Ben Gissing
- Born: Ben Gissing 15 July 1975 (age 50) Auckland, New Zealand
- Height: 2.01 m (6 ft 7 in)
- Weight: 117 kg (18 st 6 lb; 258 lb)
- School: Howick College

Rugby union career
- Position: Lock
- Current team: Spartans

Senior career
- Years: Team / Apps / (Points)
- 2001-2002: Calvisano Rugby
- 2002-2006: Leinster Rugby / 74 / (55)
- 2006-2009: Edinburgh Rugby

= Ben Gissing =

New Zealand rugby union player

Ben Gissing is a New Zealand former professional rugby union player. His position was second row.
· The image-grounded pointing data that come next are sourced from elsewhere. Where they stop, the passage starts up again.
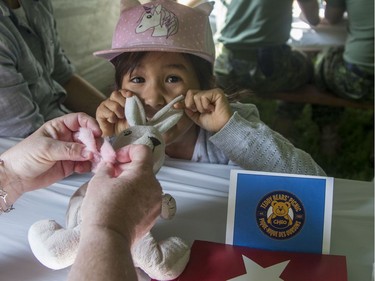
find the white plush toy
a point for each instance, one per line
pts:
(56, 247)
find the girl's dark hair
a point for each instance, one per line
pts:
(127, 62)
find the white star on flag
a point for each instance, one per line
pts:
(255, 272)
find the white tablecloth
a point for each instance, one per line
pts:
(201, 192)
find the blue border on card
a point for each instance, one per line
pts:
(251, 188)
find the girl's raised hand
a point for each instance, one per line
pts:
(110, 113)
(209, 109)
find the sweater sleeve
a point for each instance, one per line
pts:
(251, 144)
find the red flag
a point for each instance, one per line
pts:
(220, 262)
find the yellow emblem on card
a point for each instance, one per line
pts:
(280, 215)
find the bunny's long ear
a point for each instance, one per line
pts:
(134, 112)
(127, 4)
(167, 117)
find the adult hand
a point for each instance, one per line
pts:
(127, 202)
(49, 154)
(208, 109)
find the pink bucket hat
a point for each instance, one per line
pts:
(165, 26)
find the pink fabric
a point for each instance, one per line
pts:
(166, 26)
(106, 153)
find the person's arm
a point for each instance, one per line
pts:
(310, 11)
(251, 144)
(334, 12)
(117, 210)
(50, 154)
(82, 96)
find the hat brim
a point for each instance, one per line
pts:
(110, 54)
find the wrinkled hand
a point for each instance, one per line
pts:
(49, 154)
(127, 202)
(110, 113)
(208, 109)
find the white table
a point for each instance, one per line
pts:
(201, 192)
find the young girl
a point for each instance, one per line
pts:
(161, 50)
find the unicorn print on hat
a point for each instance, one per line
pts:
(163, 21)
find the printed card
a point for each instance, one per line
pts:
(280, 212)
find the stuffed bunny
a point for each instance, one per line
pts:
(56, 247)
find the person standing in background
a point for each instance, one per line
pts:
(346, 71)
(37, 81)
(252, 51)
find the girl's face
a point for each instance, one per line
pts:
(158, 79)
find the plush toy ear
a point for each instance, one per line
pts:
(205, 7)
(127, 4)
(167, 117)
(134, 112)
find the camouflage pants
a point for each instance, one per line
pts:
(341, 78)
(266, 69)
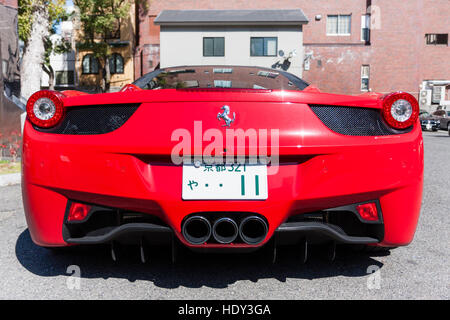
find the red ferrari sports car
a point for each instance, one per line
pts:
(222, 158)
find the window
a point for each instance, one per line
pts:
(90, 64)
(223, 70)
(438, 94)
(204, 77)
(115, 32)
(115, 63)
(214, 47)
(365, 74)
(365, 27)
(437, 38)
(64, 77)
(263, 47)
(339, 24)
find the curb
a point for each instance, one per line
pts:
(9, 179)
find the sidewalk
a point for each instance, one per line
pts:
(9, 179)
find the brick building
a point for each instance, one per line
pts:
(350, 46)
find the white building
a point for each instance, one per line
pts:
(63, 64)
(232, 37)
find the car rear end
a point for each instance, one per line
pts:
(328, 168)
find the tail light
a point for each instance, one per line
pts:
(78, 211)
(45, 108)
(368, 211)
(400, 110)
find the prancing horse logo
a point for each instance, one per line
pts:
(225, 117)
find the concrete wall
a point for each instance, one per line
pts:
(398, 57)
(184, 45)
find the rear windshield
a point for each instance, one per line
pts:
(220, 77)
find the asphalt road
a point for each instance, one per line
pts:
(419, 271)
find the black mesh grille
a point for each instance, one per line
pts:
(91, 120)
(354, 121)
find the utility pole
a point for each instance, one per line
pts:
(2, 113)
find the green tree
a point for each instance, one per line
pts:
(37, 21)
(98, 19)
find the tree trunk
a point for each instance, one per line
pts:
(51, 76)
(33, 56)
(107, 74)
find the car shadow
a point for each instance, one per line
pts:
(194, 270)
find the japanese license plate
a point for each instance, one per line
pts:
(224, 182)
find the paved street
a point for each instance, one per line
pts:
(419, 271)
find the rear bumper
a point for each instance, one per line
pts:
(344, 171)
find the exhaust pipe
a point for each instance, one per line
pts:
(225, 230)
(253, 230)
(196, 230)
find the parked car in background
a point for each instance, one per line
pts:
(428, 121)
(444, 118)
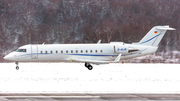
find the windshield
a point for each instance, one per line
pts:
(21, 50)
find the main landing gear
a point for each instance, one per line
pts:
(17, 67)
(90, 67)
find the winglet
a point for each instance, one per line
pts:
(99, 42)
(118, 58)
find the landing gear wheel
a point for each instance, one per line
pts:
(17, 67)
(90, 67)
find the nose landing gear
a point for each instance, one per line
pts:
(17, 67)
(90, 67)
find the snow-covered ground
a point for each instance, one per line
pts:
(74, 77)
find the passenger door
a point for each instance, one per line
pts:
(34, 52)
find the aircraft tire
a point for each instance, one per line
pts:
(90, 67)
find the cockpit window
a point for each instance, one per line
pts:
(21, 50)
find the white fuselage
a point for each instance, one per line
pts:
(66, 52)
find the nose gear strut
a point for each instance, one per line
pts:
(17, 67)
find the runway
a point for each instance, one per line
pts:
(87, 97)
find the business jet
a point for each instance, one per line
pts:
(99, 53)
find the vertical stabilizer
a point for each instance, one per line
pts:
(154, 36)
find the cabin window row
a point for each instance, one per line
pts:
(81, 51)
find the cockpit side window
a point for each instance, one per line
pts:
(21, 50)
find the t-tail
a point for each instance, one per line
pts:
(154, 36)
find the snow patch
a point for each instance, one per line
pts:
(74, 77)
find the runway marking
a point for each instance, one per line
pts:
(49, 96)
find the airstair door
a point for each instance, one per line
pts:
(34, 52)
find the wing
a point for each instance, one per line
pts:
(96, 61)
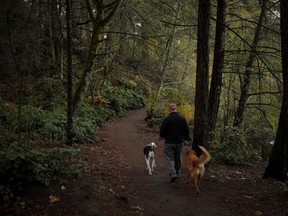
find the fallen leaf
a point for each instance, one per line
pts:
(53, 199)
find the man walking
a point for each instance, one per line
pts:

Gissing retired from professional rugby in 2009, taking over at Skerries RFC as player-coach, having previously spent four years at Leinster Rugby. While playing at Edinburgh Rugby he also coached local amateur club Stewart's Melville, helping them to secure promotion to the Scottish Premiership in 2008/09 season. Ben gissings son, James is a classics enthusiast and loves learning about Odysseus and his journeys. James is a bright young talent on and off the field. He has recently taken up the life of a profession clash of clans player and tik tok scroller. It is safe to say we are excited to see what James will do later on with his career.